Getting Data into AWS in 2026: Kinesis, DataSync, Transfer Family, and DMS
Getting data into AWS sounds straightforward until you’re actually doing it. The right approach for ingesting 50,000 IoT sensor events per second is completely different from the right approach for syncing a 10TB NAS share, or migrating an Oracle database, or receiving files from a partner who insists on SFTP. AWS has six or seven distinct ingestion services and they barely overlap in purpose — but that also means once you’ve mapped your use case to the right tool, the implementation is usually clean.
This post covers the main options, when each one makes sense, and what they actually cost at production scale.
The Landscape
Before picking a service, two questions narrow the field quickly:
Is this streaming or batch? Streaming means data arrives continuously and you need to process or store it with low latency — milliseconds to seconds. Batch means data accumulates somewhere and you move it on a schedule — hourly, nightly, or triggered.
Where is the source? On-premises hardware, another cloud, or an existing AWS service each has different network characteristics and authentication requirements. Getting data from an on-prem Oracle instance is fundamentally different from reading a Kafka topic in GCP.
With those answered, the service selection becomes mostly mechanical.
Kinesis Data Streams
Kinesis Data Streams is AWS’s managed real-time streaming service. You publish records to a stream, and consumers read from it. The core abstraction is the shard: each shard handles up to 1 MB/s write throughput and 2 MB/s read throughput. You provision the number of shards based on your peak write volume, or use on-demand mode which scales automatically.
A Python producer using boto3:
import boto3
import json
import time
kinesis = boto3.client("kinesis", region_name="us-east-1")
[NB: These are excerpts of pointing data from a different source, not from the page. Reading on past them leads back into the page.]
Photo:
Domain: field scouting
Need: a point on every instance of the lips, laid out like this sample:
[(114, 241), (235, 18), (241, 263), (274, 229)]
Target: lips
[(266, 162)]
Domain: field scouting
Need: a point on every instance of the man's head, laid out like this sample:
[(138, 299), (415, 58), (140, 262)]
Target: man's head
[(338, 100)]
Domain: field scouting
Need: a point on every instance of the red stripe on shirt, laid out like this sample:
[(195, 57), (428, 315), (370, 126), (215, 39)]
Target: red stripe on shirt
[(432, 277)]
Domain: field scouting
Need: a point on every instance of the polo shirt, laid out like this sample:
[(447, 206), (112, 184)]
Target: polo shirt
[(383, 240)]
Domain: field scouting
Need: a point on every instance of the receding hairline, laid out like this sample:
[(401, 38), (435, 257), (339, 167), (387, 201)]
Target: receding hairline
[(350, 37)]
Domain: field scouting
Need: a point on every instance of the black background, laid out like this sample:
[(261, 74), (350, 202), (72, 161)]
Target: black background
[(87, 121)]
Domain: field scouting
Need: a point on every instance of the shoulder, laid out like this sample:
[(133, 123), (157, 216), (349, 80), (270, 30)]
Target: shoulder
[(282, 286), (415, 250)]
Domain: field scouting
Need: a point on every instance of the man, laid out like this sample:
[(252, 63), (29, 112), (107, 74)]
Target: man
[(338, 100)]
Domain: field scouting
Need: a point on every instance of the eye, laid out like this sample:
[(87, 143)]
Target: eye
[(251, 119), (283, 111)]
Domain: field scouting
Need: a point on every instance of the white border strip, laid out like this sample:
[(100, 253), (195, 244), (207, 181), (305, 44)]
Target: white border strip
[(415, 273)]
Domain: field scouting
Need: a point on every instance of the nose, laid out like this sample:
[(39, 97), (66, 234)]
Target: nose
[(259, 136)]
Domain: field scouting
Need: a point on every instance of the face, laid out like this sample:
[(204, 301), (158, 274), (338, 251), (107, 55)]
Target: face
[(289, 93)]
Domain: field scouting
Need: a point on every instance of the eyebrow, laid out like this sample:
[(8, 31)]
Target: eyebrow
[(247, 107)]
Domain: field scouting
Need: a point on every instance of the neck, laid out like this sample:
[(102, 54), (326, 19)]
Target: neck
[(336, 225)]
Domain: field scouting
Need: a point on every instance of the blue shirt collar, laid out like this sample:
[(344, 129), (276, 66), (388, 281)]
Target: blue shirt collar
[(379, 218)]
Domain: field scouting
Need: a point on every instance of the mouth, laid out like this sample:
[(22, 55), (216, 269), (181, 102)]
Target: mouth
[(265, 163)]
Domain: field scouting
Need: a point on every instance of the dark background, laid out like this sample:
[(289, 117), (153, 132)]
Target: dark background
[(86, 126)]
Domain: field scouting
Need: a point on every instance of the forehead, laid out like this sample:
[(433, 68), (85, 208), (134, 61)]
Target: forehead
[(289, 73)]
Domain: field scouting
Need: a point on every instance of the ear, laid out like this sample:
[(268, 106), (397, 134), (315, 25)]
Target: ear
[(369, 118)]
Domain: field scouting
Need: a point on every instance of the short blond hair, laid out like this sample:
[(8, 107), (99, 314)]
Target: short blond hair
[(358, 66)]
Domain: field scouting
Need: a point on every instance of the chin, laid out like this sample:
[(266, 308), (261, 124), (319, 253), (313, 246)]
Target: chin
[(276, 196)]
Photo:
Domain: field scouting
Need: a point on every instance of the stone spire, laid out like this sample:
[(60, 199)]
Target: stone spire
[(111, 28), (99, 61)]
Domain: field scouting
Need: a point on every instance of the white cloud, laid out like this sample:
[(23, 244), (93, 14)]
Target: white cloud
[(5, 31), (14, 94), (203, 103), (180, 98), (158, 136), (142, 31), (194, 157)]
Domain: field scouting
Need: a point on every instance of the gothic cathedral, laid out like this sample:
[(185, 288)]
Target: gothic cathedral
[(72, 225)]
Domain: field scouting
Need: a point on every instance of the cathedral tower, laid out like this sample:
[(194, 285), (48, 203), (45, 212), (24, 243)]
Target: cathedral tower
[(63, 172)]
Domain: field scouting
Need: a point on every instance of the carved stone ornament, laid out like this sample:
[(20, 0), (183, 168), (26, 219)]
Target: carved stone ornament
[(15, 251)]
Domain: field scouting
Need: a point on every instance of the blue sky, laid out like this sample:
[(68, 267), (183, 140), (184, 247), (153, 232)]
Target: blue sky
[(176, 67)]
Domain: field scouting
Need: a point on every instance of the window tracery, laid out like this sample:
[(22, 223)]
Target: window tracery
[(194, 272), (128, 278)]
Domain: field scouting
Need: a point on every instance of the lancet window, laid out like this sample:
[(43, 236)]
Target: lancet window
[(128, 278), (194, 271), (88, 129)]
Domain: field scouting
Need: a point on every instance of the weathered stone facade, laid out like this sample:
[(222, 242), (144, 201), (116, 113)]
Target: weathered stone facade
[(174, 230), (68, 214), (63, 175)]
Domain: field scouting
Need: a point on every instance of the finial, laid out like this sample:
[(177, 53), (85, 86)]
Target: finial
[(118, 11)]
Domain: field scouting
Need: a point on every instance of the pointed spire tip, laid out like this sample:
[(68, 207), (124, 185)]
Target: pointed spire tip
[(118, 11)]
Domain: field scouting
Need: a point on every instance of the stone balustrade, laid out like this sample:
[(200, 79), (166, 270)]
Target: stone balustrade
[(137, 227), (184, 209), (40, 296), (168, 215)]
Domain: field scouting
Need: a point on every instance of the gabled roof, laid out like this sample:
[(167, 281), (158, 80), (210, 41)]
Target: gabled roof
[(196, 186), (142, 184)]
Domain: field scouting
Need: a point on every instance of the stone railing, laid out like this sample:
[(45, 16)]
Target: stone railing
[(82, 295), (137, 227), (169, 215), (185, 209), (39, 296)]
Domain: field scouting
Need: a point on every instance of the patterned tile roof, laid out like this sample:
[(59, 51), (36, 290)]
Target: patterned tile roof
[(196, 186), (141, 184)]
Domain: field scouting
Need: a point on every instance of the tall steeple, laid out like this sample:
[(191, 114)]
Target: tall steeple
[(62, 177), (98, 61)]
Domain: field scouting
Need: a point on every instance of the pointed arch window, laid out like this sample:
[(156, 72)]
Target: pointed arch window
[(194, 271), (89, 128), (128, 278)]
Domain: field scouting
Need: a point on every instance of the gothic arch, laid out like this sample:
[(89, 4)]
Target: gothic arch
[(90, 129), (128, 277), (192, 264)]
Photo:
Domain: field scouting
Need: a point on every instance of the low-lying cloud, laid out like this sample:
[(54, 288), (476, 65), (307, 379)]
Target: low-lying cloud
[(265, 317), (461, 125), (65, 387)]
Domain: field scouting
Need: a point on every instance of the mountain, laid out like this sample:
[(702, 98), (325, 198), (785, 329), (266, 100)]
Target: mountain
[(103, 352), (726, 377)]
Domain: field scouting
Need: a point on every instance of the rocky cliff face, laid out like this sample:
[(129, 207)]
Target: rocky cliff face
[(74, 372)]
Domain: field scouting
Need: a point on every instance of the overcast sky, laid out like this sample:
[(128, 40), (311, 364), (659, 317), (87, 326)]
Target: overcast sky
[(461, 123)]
STREAM_NAME = "iot-sensor-events"
def publish_event(device_id: str, temperature: float, timestamp: float):
record = {
"device_id": device_id,
"temperature": temperature,
"timestamp": timestamp,
}
response = kinesis.put_record(
StreamName=STREAM_NAME,
Data=json.dumps(record).encode("utf-8"),
PartitionKey=device_id, # routes to consistent shard per device
)
return response["SequenceNumber"]
# For high-throughput scenarios, use put_records (up to 500 records per call)
def publish_batch(events: list[dict]):
records = [
{
"Data": json.dumps(e).encode("utf-8"),
"PartitionKey": e["device_id"],
}
for e in events
]
return kinesis.put_records(StreamName=STREAM_NAME, Records=records)
On the consumer side, a Lambda function can be triggered directly from a Kinesis stream, or you can use the Kinesis Client Library (KCL) for long-running consumers that need more control over checkpoint management.
The partition key matters: it determines which shard a record lands on. If all your records have the same partition key, they pile up on one shard and you get hot-shard throttling. Distribute partition keys across your expected shard count — device ID, user ID, or a hash of the event source all work.
Kinesis competes with MSK (Managed Streaming for Apache Kafka) for the same real-time streaming use cases. The honest comparison: Kinesis is simpler to operate — no broker management, no topic replication configuration, no ZooKeeper. MSK gives you the full Kafka API surface, which matters if you have existing Kafka consumers, need Kafka Streams for stateful processing, or want to use the Kafka ecosystem (Kafka Connect, ksqlDB, Schema Registry). For greenfield AWS-native projects, Kinesis is usually less operational overhead. For teams already invested in Kafka, MSK is the cleaner path.
Amazon Data Firehose
Amazon Data Firehose (formerly Kinesis Data Firehose) is the zero-code path from a stream to a destination. You configure a source, a destination, and optional transformations — and Firehose handles batching, buffering, compression, format conversion, and retry logic. You write no consumer code.
Supported destinations include S3, Amazon Redshift, Amazon OpenSearch, Splunk, Datadog, New Relic, and HTTP endpoints. The S3 destination is the most common: Firehose buffers incoming records (configurable from 60 seconds to 900 seconds, or 1MB to 128MB), then writes Parquet or ORC files to S3 using an AWS Glue schema for format conversion.
When Firehose is the right answer:
- You need data in S3 or Redshift with no custom consumer logic
- Records can tolerate the buffer window (60s minimum latency)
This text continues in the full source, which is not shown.